M/V ILLUSIONS                    TX TO MN TO TX CRUISE 2003

INTRODUCTION

    After running the Carver 440 for 6 years, we wanted a pilothouse boat, mainly to get out of the heat on the flybridge.  I also wanted a larger boat with more range and capabilities.  Angela did not want to loose any of the good qualities of the Carver 440, which proved hard to do.  We wanted more, not less, refrigerator, closet space, cabinet space, etc.  These attributes were strong on the Carver, and many pilothouse boats had less, not more, of those characteristics.  We looked at Queenship, Symbol, Tollycraft, Navigator, Compass, Offshore, Carver, Ocean Alexander, and others in the 55 - 60-foot size range; and we finally decided on Grand Harbour.  It had the largest refrigerator of any boat we saw, and it had more closet space, too.  It had less cabinet space in the galley, and Angela had to give up the garbage disposal and full-size dishwasher we had in the Carver 440.

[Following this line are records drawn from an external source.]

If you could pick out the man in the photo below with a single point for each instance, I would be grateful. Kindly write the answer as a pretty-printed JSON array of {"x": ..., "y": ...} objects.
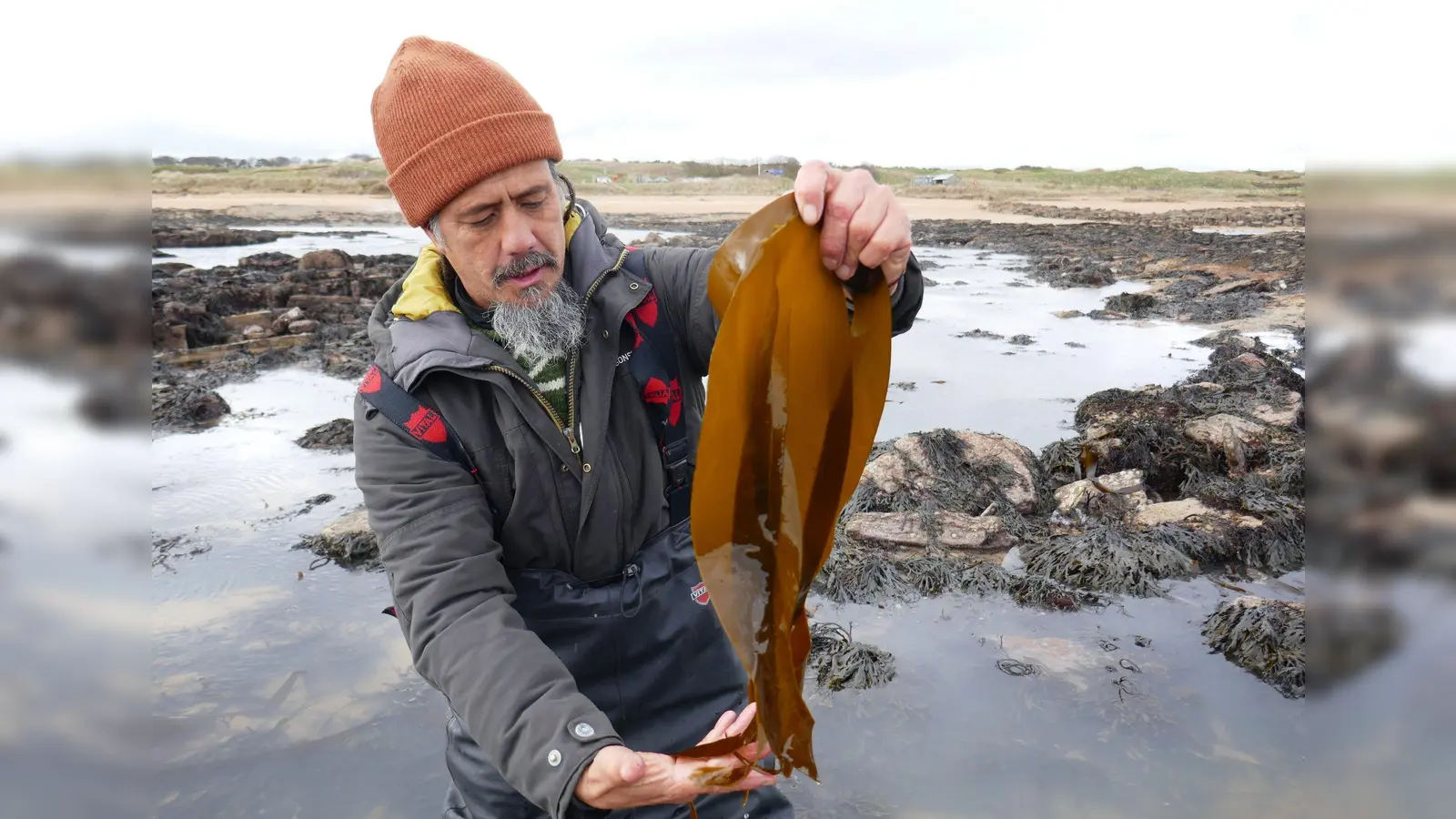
[{"x": 529, "y": 508}]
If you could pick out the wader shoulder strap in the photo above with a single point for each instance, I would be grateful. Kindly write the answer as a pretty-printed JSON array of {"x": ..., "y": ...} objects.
[
  {"x": 422, "y": 423},
  {"x": 654, "y": 366}
]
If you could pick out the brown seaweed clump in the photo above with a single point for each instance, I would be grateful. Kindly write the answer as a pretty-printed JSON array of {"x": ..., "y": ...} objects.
[{"x": 1264, "y": 637}]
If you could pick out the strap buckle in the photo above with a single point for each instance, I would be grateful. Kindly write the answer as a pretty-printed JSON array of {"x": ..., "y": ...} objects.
[{"x": 676, "y": 465}]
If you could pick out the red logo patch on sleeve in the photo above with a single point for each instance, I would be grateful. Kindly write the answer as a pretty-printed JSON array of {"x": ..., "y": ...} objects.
[
  {"x": 426, "y": 424},
  {"x": 666, "y": 395},
  {"x": 371, "y": 379}
]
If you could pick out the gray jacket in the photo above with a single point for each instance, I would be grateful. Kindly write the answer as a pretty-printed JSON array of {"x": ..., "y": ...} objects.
[{"x": 448, "y": 545}]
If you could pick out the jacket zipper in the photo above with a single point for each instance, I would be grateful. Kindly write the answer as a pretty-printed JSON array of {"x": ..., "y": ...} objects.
[
  {"x": 571, "y": 366},
  {"x": 571, "y": 378}
]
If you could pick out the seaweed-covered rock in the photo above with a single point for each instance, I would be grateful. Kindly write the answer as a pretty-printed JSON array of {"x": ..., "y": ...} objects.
[
  {"x": 907, "y": 533},
  {"x": 325, "y": 259},
  {"x": 280, "y": 325},
  {"x": 186, "y": 407},
  {"x": 1264, "y": 637},
  {"x": 1111, "y": 557},
  {"x": 1075, "y": 496},
  {"x": 926, "y": 460},
  {"x": 839, "y": 662},
  {"x": 349, "y": 541},
  {"x": 1191, "y": 511},
  {"x": 1230, "y": 435},
  {"x": 337, "y": 435},
  {"x": 1353, "y": 632},
  {"x": 1132, "y": 305}
]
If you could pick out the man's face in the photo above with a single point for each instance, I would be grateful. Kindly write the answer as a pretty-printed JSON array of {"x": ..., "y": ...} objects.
[{"x": 504, "y": 237}]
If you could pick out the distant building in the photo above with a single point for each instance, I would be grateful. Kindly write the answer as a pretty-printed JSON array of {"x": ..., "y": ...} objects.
[{"x": 936, "y": 179}]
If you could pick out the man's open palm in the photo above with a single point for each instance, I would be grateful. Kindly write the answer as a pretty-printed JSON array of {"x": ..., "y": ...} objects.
[{"x": 621, "y": 777}]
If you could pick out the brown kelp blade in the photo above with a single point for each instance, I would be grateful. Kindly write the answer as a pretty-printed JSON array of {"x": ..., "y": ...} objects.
[{"x": 797, "y": 397}]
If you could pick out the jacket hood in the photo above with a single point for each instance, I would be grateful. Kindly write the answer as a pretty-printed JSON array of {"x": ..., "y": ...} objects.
[{"x": 415, "y": 325}]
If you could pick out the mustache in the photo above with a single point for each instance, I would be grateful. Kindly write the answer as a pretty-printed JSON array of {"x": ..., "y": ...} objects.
[{"x": 519, "y": 267}]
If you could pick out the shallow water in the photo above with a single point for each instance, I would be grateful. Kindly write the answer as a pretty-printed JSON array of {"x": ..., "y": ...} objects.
[
  {"x": 1026, "y": 392},
  {"x": 369, "y": 239},
  {"x": 280, "y": 690}
]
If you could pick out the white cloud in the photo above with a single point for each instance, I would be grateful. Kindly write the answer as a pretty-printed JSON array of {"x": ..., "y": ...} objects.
[{"x": 914, "y": 82}]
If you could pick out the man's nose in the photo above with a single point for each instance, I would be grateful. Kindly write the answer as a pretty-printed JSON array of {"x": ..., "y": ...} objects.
[{"x": 516, "y": 234}]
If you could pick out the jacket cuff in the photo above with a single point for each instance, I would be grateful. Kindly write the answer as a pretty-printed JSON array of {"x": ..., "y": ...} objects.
[{"x": 574, "y": 763}]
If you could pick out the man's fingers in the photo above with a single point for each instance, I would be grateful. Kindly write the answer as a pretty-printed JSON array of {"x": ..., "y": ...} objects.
[
  {"x": 864, "y": 228},
  {"x": 890, "y": 238},
  {"x": 720, "y": 729},
  {"x": 742, "y": 723},
  {"x": 839, "y": 210},
  {"x": 810, "y": 187}
]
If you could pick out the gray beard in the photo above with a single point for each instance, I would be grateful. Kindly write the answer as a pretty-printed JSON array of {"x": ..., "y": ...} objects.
[{"x": 543, "y": 329}]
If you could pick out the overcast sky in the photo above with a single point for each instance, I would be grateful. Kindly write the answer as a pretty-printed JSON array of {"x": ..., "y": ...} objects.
[{"x": 903, "y": 82}]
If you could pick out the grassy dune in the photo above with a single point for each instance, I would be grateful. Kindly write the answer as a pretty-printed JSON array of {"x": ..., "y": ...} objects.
[{"x": 1001, "y": 184}]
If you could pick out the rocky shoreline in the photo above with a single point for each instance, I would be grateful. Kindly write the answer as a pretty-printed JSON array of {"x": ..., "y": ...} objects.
[
  {"x": 1251, "y": 216},
  {"x": 1249, "y": 281},
  {"x": 1203, "y": 477}
]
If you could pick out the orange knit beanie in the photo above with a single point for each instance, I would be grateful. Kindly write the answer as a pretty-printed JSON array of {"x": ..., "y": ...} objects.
[{"x": 444, "y": 118}]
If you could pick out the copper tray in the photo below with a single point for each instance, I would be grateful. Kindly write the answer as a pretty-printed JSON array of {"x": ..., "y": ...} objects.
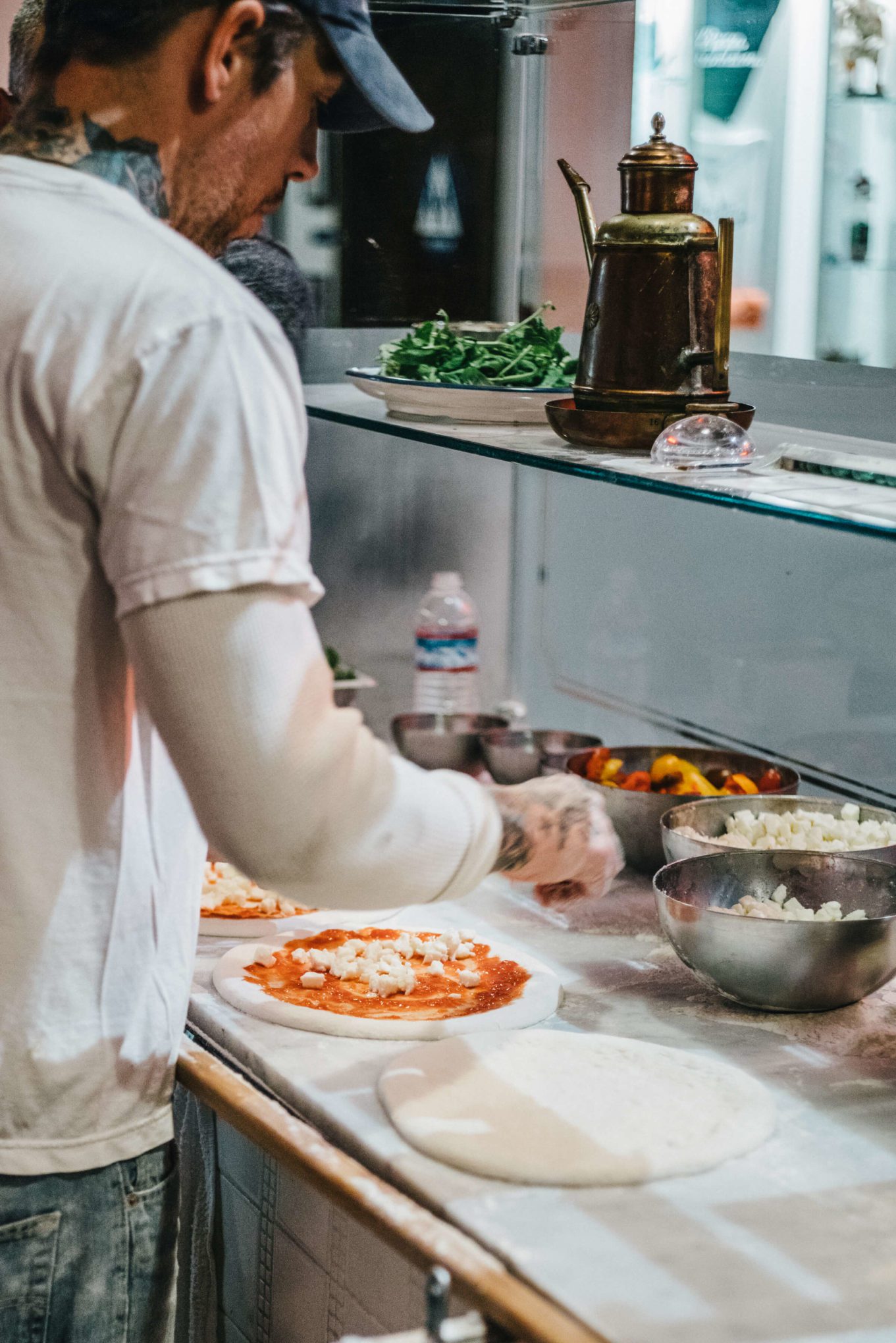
[{"x": 629, "y": 431}]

    The sale was closed January 16, 2003; and in March we began bringing the new boat back to Texas.  We had a 1,300-mile trip just to get back to home.  After that, we planned to go up the Mississippi River as far as we could.  As usual, I wanted to see as many of the tributary rivers as well.  On the way home in the fall, I wanted to go up and down the Arkansas River.  In that way I thought to have seen most of the navigable rivers in the eastern USA.  One notable exception was the Missouri River, and I considered that one while enroute to Minneapolis.  However, there are reportedly no buoys on the Missouri, and no locks.  There are wing dams, and they are not marked.  After hitting a wing dam on the Upper Mississippi, I was unwilling to take a chance on the Missouri.

     That cruise was very interesting in many ways.  I did not know about the high rocky bluffs on the Mississippi River in Iowa, Wisconsin, Illinois, and Minnesota, or the high sand bars all the way up to St. Paul, MN.  The people were especially pleasant and friendly.  Marinas were not expensive, compared to some other places we've been; but 50-amp power was not easily found.  We ran over 4,000 miles on the cruise to MN and back, but we did not do the St. Croix or the Arkansas Rivers.  We needed to be home and ran out of time for those rivers on that trip.